Martin told The Chronicle that like the families of his colleague, he received just GHc10,00 from the $500,000 compensation.
Although Jammeh is quietly cooling off in Equatorial Guinea after his overwhelming 2016 electoral defeat, posterity and the law of karma are demanding justice for the lives he took away.
As a result, seven CSOs – Africa Centre for International Law and Accountability, Media Foundation for West Africa, The Protector of Sentiments Foundation (PoS), HRAC, Amnesty International Commonwealth Human Rights Initiative (CHRI) and the Centre for Democratic Development (CDD) – have formed a coalition by name ‘Jammeh to Justice’ to fight for justice of the families of the disappeared Ghanaians.

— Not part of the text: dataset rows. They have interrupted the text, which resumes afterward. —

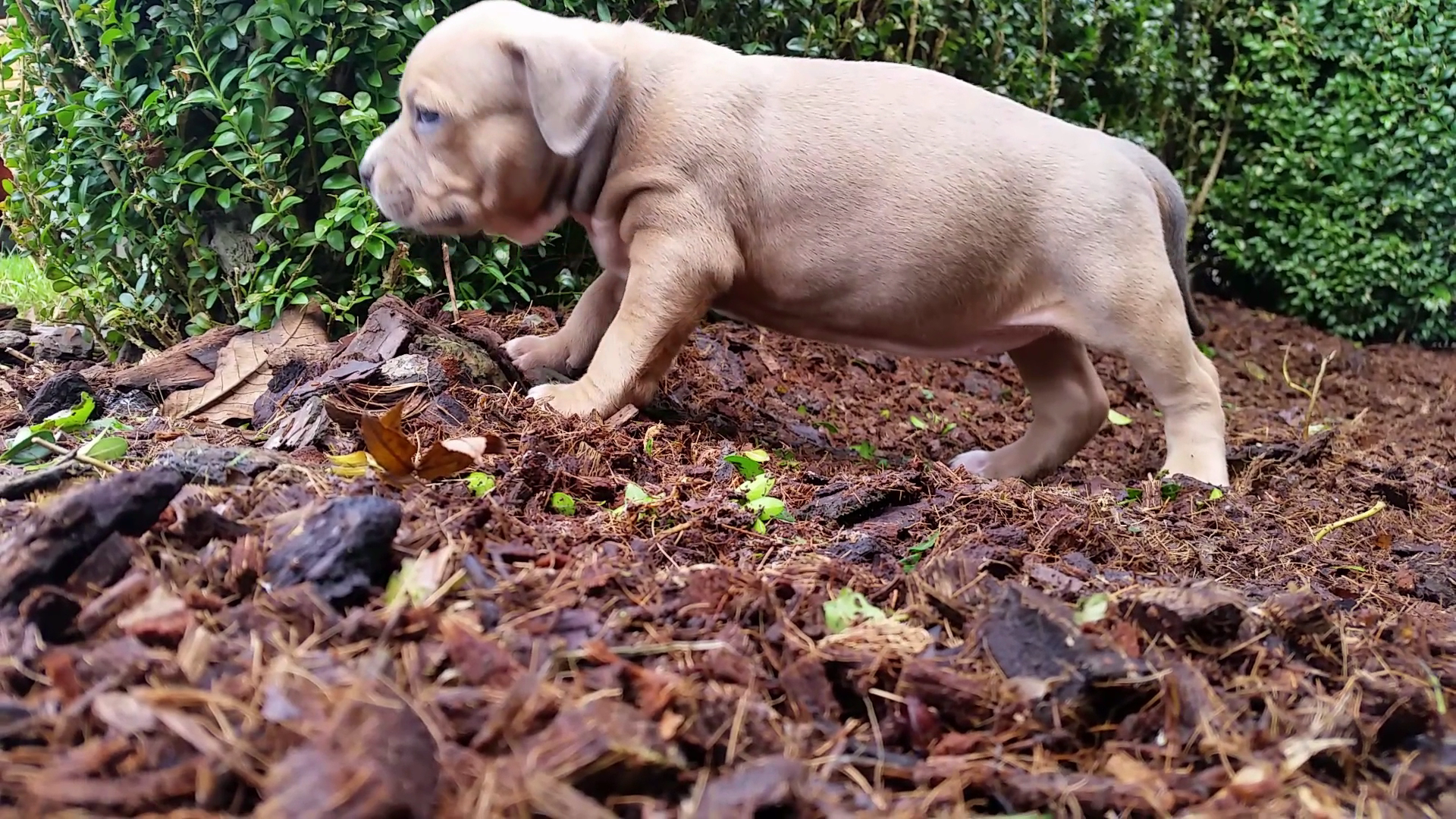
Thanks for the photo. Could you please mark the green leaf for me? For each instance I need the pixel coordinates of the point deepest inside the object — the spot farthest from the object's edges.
(848, 610)
(104, 449)
(479, 484)
(561, 503)
(747, 465)
(25, 450)
(766, 507)
(637, 494)
(69, 420)
(756, 487)
(200, 96)
(1092, 608)
(918, 551)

Dr. Kojo Asante, Director of Advocacy and Policy Engagement, CDD-Ghana, speaking at the premiering of the documentary, “The Massacre of Ghanaians in The Gambia: Justice in limbo,” called for legal action against Yahya Jammeh.
According to him, Jammeh must be brought to justice because he did not cooperate with the high-powered delegation sent to his country to investigate the matter.
Also, in 2019, a UN/ECOWAS team, which was tasked to conduct investigations into the murder, concluded that The Gambian government was not directly or indirectly complicit in the death and disappearance of the West Africans, but rather root elements in The Gambia security service was responsible.
However, new evidence developed by Human Rights Watch and Trial International, through interviews with more than two dozen former officials of The Gambian security forces, including officers directly involved in the incident, revealed that the jugglers, a notorious paramilitary unit, executed the migrants over seven days in various locations in The Gambia and neighbouring Senegal.
Yahya Jammeh, though out of office, victims of his 22-year rule have joined forces with National and international non-governmental organisations to demand accountability for the crime of his regime.
Dr Asante said the victims are adopting a model that was used to bring formal charges against the Chad dictator in Senegal in October 2017.